Como era de esperarse, el abandono de Peto –plaza que hasta entonces muchos creían inexpugnable– fue censurado por la sociedad y por pocos militares, y hasta llegó a atribuir el hecho a negligencia y cobardía del coronel Rosado. Entre ciertos círculos corrió el rumor de que sería sometido a juicio y fusilado por su desidia o por su falta de espíritu bélico.
Pero después de tantos rumores y aspavientos la cosa no pasó a más y todo quedó en calma. Seguramente, el coronel Rosado justificó su conducta, pues el Gobernador, lejos de someterlo a juicio, lo confirmó en su cargo y le dio nuevos poderes para proseguir la campaña. Pero ahora Rosado cambió de táctica; en vez de lanzar ejércitos y más ejércitos contra los rebeldes, acogió las recomendaciones del general Martín F. Peraza, las cuales consistían en destacar guerrillas, con el objeto de hostigar al enemigo, obligándolo a gastar, lo más pronto posible, sus recursos de armas y bastimentos. El plan parecía hacedero y Rosado lo puso en práctica.
Como siempre, el problema de reclutamiento fue el más engorroso, pues con este o aquel pretexto, los blancos rehuían engrosar las filas del ejército. Los más de los señoritos encontraron motivos para eludir el servicio militar. Muchos habían huido al extranjero; otros se quedaban en casa porque eran hijos de un señorón, porque eran sobrinos del obispo, porque eran ahijados del alcalde, porque eran protegidos de un fulano o bien porque tenían bien cubiertos de oro riñones e hígados. Para subsanar esta dificultad, se recurrió de nuevo a los indios. De grado o por fuerza, los infelices caían en el garlito.

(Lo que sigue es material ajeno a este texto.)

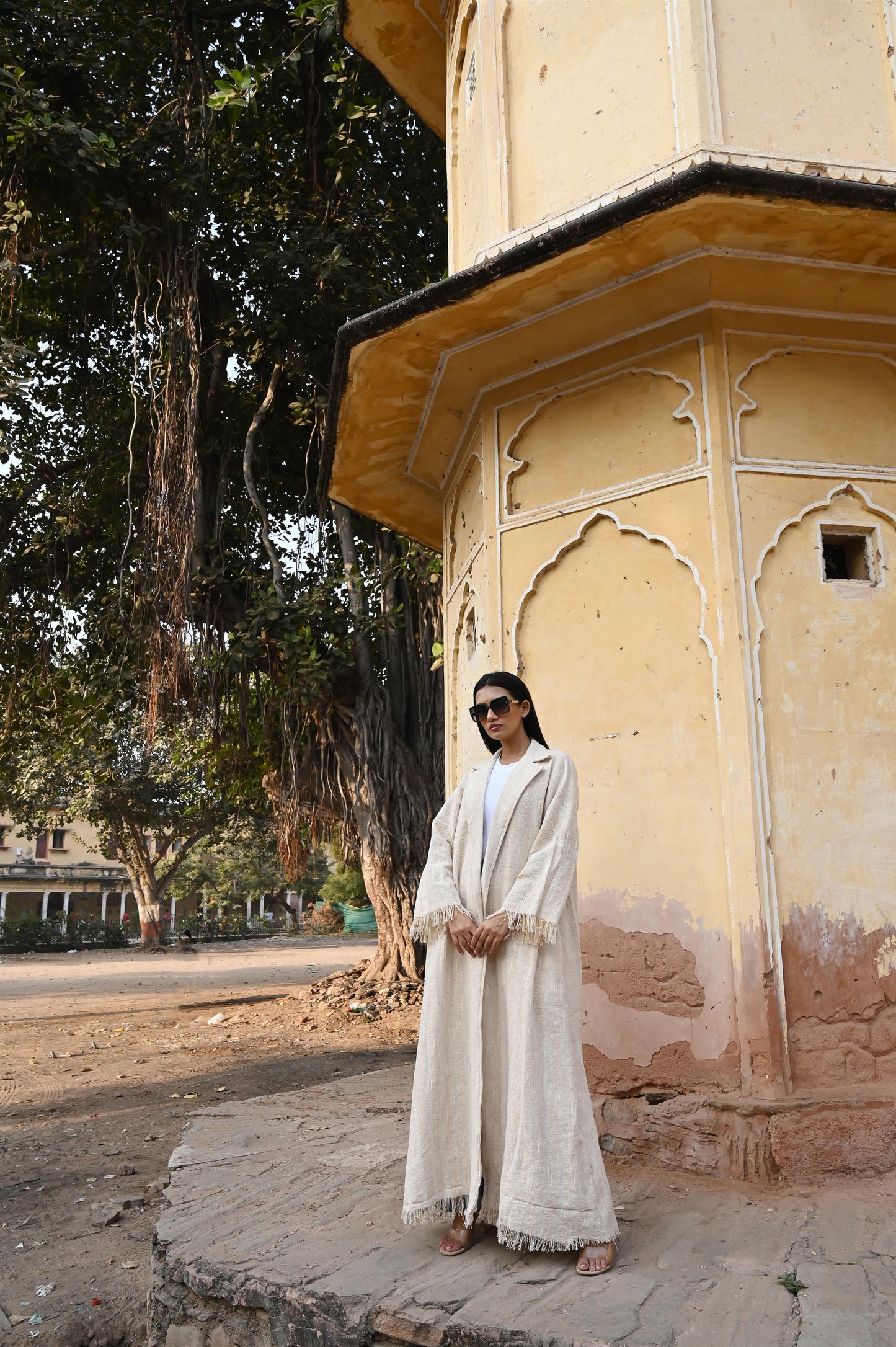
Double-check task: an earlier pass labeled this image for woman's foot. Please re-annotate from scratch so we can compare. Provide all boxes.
[439,1211,477,1258]
[575,1240,616,1277]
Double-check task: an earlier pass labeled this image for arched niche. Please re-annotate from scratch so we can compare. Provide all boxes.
[516,512,727,930]
[734,346,896,468]
[507,368,701,513]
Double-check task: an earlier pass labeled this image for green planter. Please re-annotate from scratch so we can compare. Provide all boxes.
[335,902,377,932]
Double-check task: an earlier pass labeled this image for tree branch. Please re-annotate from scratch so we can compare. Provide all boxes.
[242,360,286,603]
[333,501,373,687]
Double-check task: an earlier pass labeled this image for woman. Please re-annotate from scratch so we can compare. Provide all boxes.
[402,672,618,1277]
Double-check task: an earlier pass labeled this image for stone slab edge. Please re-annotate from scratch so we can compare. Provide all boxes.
[147,1238,533,1347]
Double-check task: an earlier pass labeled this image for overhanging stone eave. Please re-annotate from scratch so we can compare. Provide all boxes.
[318,163,896,547]
[340,0,447,140]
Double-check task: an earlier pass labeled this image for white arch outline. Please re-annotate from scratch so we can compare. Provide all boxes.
[749,479,896,646]
[734,342,896,463]
[501,363,703,520]
[511,507,722,706]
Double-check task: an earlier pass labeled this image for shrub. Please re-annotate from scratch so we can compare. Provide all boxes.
[309,902,342,935]
[321,869,371,908]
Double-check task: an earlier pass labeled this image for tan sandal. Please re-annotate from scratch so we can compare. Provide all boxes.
[575,1239,616,1277]
[439,1211,478,1258]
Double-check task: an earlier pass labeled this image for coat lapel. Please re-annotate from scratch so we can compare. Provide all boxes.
[478,739,550,905]
[462,753,497,920]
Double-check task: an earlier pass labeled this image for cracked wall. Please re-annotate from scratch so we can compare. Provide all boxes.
[757,491,896,1088]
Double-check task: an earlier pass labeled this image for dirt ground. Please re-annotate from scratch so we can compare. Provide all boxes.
[0,936,419,1347]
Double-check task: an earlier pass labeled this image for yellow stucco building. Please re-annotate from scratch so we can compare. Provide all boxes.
[322,0,896,1173]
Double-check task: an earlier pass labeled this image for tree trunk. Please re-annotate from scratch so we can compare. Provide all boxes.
[333,505,441,982]
[125,862,162,949]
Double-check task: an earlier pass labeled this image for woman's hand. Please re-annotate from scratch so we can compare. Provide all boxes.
[470,912,511,958]
[447,908,478,954]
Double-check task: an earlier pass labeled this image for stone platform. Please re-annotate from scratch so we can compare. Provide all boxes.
[148,1068,896,1347]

A los que de buena voluntad sentaban plaza les llamó hidalgos y con este título se pretendió halagar su orgullo y predisponerlos a la lucha. Los forzados, como es natural, se mostraban reacios a toda disciplina; desertaban en la primera oportunidad y con sus actos de insubordinación ponían en peligro la fuerza del ejército.
Con todo y todo, las primeras guerrillas –compuestas de cincuenta o de cien hombres– fueron despachadas con el objeto de acosar a los rebeldes que andaban por ahí a salto de mata.
Fue dispareja la suerte que corrieron estas guerrillas, pues unas tuvieron buen éxito, otras sufrieron derrotas lamentables. La que se dirigió a Tixmeuac dispersó los grupos indios que encontró en su tránsito y la destinada a Teabo causó estragos entre los que merodeaban por Cantamayec y Chulul. En cambio, la enviada a Becanchén tuvo un fin desastroso. Sitiada por numerosos indios, se vio en la necesidad de replegarse, abriéndose paso a sangre y fuego. No se salvó ni la mitad de la tropa. Igual descalabro tuvo la que salió de Tekax con el objeto de auxiliar a los retenes de las cercanías. Al principio logró dispersar algunos núcleos rebeldes, pero, de pronto, se vio perseguida y sólo a costa de pérdidas pudo volver a su cuartel. Ante el fracaso de estas guerrillas, Rosado abandonó el plan y se dedicó a reorganizar su ejército para emprender una nueva campaña que cubriera los sectores de Oriente y del Sur, por aquel entonces ya prácticamente en manos de los rebeldes.